Continuous wave (CW) Doppler radars use continuous ous waves in place of pulses, in which the doppler is used to measure the frequency change caused by a dynamic target and is displayed as the relative velocity Goes because this broadcast is continuous. A simple Doppler radar is shown in the figure. 


Continuous-wave Doppler radar | CW

The circulator in the image is used to generate an isolation between the transmitter and receiver. The use of a duplexer in continuous transmission is futile. The isolation of the special circulator is of the order of 304B due to which some part of the transmitter signal leaks into the receiver. This facilitates that this signal can be mixed with the signal returning from the target to the detector. The difference between these two signals is called the doppler frequency. Due to its being in the Audi range in many Doppler applications, the output of the detector can be amplified by an audio amplifier and mounted on a frequency counter. The counter is just like a normal counter, with only its output displayed in kilometers or miles per hour in place of the actual frequency in herts. Doppler's radar system is very simple, but its sensitivity is very low. The detector used in this method is not helpful in detecting high frequencies because at low frequencies it produces a very high modulation noise. The modified receiver of the device with this view is shown in the figure.
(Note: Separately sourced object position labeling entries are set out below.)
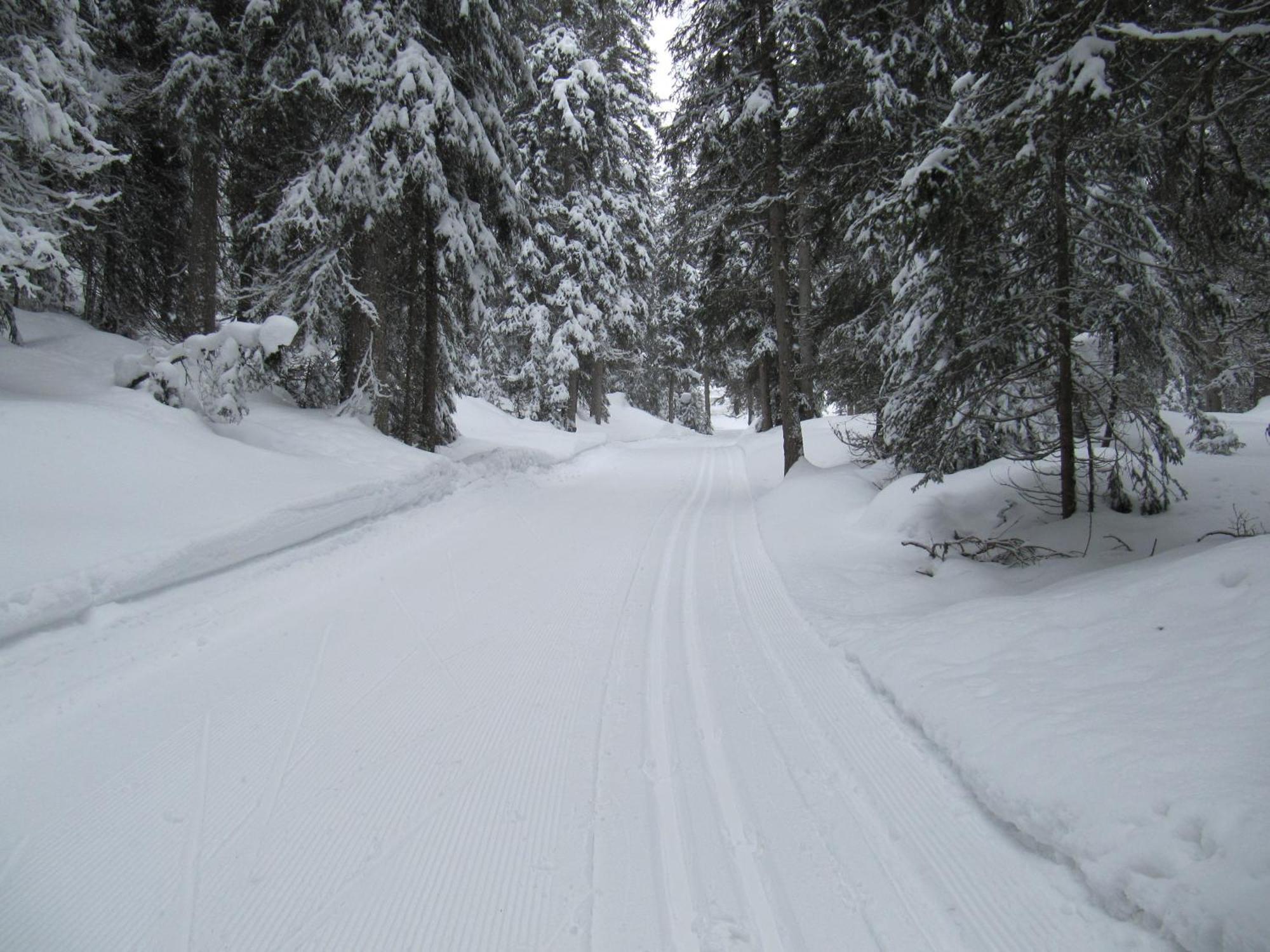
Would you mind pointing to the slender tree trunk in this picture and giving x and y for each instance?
(571, 412)
(806, 343)
(204, 235)
(358, 324)
(10, 314)
(430, 425)
(378, 290)
(1066, 395)
(411, 392)
(1114, 404)
(792, 428)
(599, 398)
(92, 286)
(106, 288)
(765, 397)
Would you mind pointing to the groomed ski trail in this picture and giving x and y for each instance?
(577, 711)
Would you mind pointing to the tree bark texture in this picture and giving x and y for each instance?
(792, 428)
(599, 397)
(430, 425)
(571, 412)
(204, 235)
(765, 397)
(806, 342)
(1066, 395)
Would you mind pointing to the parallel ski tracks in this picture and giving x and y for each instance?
(660, 755)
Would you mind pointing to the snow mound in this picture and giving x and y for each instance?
(111, 496)
(1120, 719)
(629, 425)
(1113, 709)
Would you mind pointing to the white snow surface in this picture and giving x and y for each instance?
(648, 697)
(110, 494)
(1113, 710)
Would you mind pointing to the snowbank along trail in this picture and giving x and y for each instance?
(571, 711)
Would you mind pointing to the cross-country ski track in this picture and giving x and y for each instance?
(572, 710)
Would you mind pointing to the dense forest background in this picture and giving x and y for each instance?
(1004, 228)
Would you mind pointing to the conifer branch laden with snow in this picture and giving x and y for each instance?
(213, 374)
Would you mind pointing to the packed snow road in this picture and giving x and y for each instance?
(575, 710)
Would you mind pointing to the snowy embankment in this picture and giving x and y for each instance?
(110, 494)
(1112, 709)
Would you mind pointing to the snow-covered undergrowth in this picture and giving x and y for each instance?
(111, 494)
(1112, 708)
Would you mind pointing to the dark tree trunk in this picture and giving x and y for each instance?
(378, 290)
(765, 397)
(792, 430)
(413, 371)
(354, 362)
(430, 425)
(1114, 404)
(571, 412)
(204, 237)
(1066, 395)
(806, 343)
(10, 314)
(599, 398)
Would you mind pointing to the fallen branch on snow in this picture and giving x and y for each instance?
(1004, 552)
Continuous-wave Doppler radar | CW
According to the figure, the microscopic portion of the transmitter output power is mixed with the output of a local oscillator and this mixture is fed into the receiver mixer. The receiver mixer also receives the Doppler shift signal from the antenna and produces an output differential frequency (30 MHz + Doppler frequency). The output of this mixer is amplified and re-modulated, and the signal of the second detector is in the Doppler frequency because its sign is terminated so that it tells. It is not possible that the target is approaching or moving away. The receiver system is generally similar to a super heterodyne in that additional sensitivity is achieved by lowering the noise as the output of the diode mixer is now near 30 MHz at which the FM noise terminates. In this, separate antennas are shown for transmitter and receiving but this is not necessary. A circulator can be used to use the same antenna. Using separate antenna can ensure complete isolation of transmitter and receiver.

Thus the receiver can be shielded from the humming of the transmitter. This type of radar has a CW power of 100 W or less. Gun or IMPATT diode CW magnetrons are used for high power transmitters. These operate in the frequency range of pulse radar.

Advantages 
Following are the benefits of CW Doppler radar
  • It can accurately calculate relative velocity
  • It reduces power loss
  • Their circuits are relatively simple and the size of the equipment used is small.
  • There is no effect in the presence of permanent targets.
  • It can also operate up to zero range because the receiver is on all the time
  • Through this, the speed of high range targets can be measured quickly and accurately.
  • By applying some additional circuits, it can measure the target's velocity along with its direction.
Application
Following are the applications of CW Doppler radar -
  • Used for speed measurement in aircraft navigation
  • Used in the rate off - climb scale
  • Used in radar speed motors used by police
Limitations
CW Doppler radar has the following limitations
  • Its range is also limited due to its transmit power being limited.
  • Being in the target space reduces the clarity in its display, filters are used along with the circuit to remove it.
  • Doppler radar is unable to index the range of the target, it can only tell the target speed
  • In this, the transmint signal is amodulated, due to which it is not able to detect the timing of the receiving signal.